Same fragment of a system, two diagram types. The flowchart asks what happens, in what order?. The DFD asks what data moves, and where is it stored?. Neither replaces the other.

Rules of thumb for choosing between them:

If there's a decision, a loop, or a time-ordered sequence you need to show, draw a flowchart.
If there's a data store, a record being transformed, or an external system you need to name, draw a DFD.
For a real system, you often want both — the DFD for data architecture, the flowchart for a specific user journey or an error-handling path.

Common Beginner Mistakes

Six mistakes account for almost every unreadable DFD. Watch for them when you review your own drafts.

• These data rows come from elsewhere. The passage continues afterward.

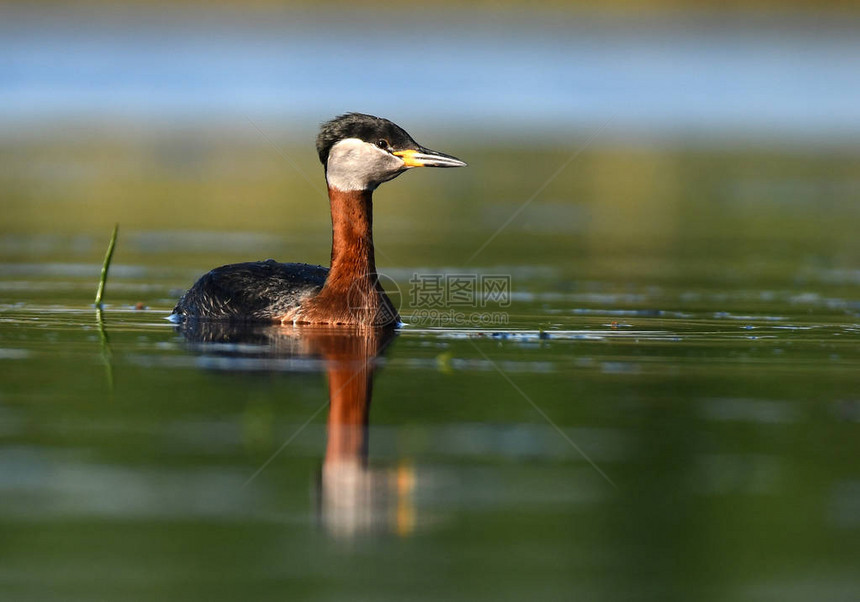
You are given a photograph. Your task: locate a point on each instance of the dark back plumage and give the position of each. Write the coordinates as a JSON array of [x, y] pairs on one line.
[[258, 291]]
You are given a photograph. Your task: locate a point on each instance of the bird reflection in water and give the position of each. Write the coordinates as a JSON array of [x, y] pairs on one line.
[[352, 497]]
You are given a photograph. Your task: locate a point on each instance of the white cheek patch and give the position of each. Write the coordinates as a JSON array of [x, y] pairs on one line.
[[354, 164]]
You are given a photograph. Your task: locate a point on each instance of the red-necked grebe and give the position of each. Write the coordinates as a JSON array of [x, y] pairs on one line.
[[359, 153]]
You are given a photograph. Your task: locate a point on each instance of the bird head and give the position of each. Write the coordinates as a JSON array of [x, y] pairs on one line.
[[360, 152]]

Drawing control flow. If you find yourself wanting to add a decision diamond or a timing arrow, you're drawing a flowchart, not a DFD. Put the control-flow logic on a separate diagram.
Unlabelled arrows. An arrow with no label is a half-finished thought. Every arrow must carry a noun phrase that names what's moving.
"Data" as a label. The whole diagram is about data. An arrow labelled data tells the reader literally nothing. Say order record, invoice, auth token instead.
Store-to-store, entity-to-entity, entity-to-store flows. All three are forbidden. If you need data to move from store A to store B, draw the process that does the moving.
"Black hole" or "miracle" processes. A process must have at least one input and at least one output — it's a transformation, not a sink or a source. If your Compute total circle has no inputs, you've forgotten to draw where the line items come from.
Level imbalance. The arrows entering and leaving process 2.0 on level 1 must match exactly the arrows that cross the boundary of the level-2 diagram that expands 2.0. When they don't, reviewers will find it — and will wonder what else is missing.

Where to Go Next

DFDs fit into a small ecosystem of structured-analysis diagrams. Three natural next steps once you're comfortable with them:

Entity-relationship diagrams. DFDs name the data stores; ER diagrams describe the shape of the records inside those stores. The two diagrams are complementary — a DFD tells you there's a D1 Orders store; an ER diagram tells you an Order has an id, a status, a customer_id, and a list of line items.
Sequence diagrams. When you need to show how a particular request travels between the processes in your DFD — the order of calls, the synchronous/asynchronous distinction — a UML sequence diagram is the matching tool.
C4 architecture diagrams. A modern descendant of DFDs that adds a clearer notion of technology boundaries (container, component, deployment). If your audience asks "what runs where?", C4 is probably a better fit than a DFD.

A Note on Tools

Every idea in this article is about the notation — the four shapes, the levelling rules, the balancing property — not about any particular tool. A DFD drawn on a whiteboard reads the same as a DFD drawn in Visio, Lucidchart, or a text-based tool like Mermaid. If you want a canvas with both Yourdon/DeMarco and Gane-Sarson shape sets, arrow-snapping that keeps flow labels tidy, and a way to collaborate in real time while you decompose the diagram, CorriDraw — the tool this blog lives on — is one option. The ideas transfer regardless. Pick whatever draws cleanly; the notation is the same everywhere.